At MIT, business historian Alfred Chandler had become fascinated by the rapid spread of the new strategies and the organizations needed to manage them, and was tracing the trend to its roots in the pre-War period. His carefully documented research provided a richly textured interpretation of the new multidivisional organization that was beginning to dominate corporate structures in the United States and abroad (Chandler, 1962).
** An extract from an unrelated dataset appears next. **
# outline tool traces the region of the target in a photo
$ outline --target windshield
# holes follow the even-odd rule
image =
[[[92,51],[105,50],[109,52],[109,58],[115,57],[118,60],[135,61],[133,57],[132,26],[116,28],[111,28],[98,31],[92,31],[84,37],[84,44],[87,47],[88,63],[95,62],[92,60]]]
At Carnegie Mellon, another extraordinary research effort was building on the foundations laid by Herbert Simon and James March in modeling human behavior to better understand how decisions were made in the complex new emerging corporations. The resulting behavioral theory of the firm was consolidated and formalized in the work of Cyert and March (1963). Several years later, at Harvard Business School, Joseph Bower's research into business planning and investment decision making led to a model of the strategic processes in multidivisional organizations, thereby creating a bridge between the new corporate structure described by Chandler and the theory of decision-making proposed by Cyert and March (Bower, 1970). (Source: Bartlett & Ghoshal, 1993).

In the M-form, the renewal process is clearly driven by highly effective leaders at the company's top level. In this specific attribute. This is in contrast to the Cyert and March model which is fundamentally different from Chandler's conceptualization of the classic M-form organization, which was premised on a strong leadership role of the top management. Alfred Sloan's towering presence in General Motors is perhaps the best known illustration of this role, as reflected in Chandler's (1962) description of him as the architect of GM's strategy, the builder of its structure, and the designer of its systems. Even since Sloan and his pioneering contemporaries discovered how the then emerging strategy of diversification was facilitated by the divisional structure and how that structure could be supported by some tightly designed planning and control systems, this strategy-structure-systems link has become an article of faith that has shaped top management roles in most large M-form organizations. (Bartlett, 1993).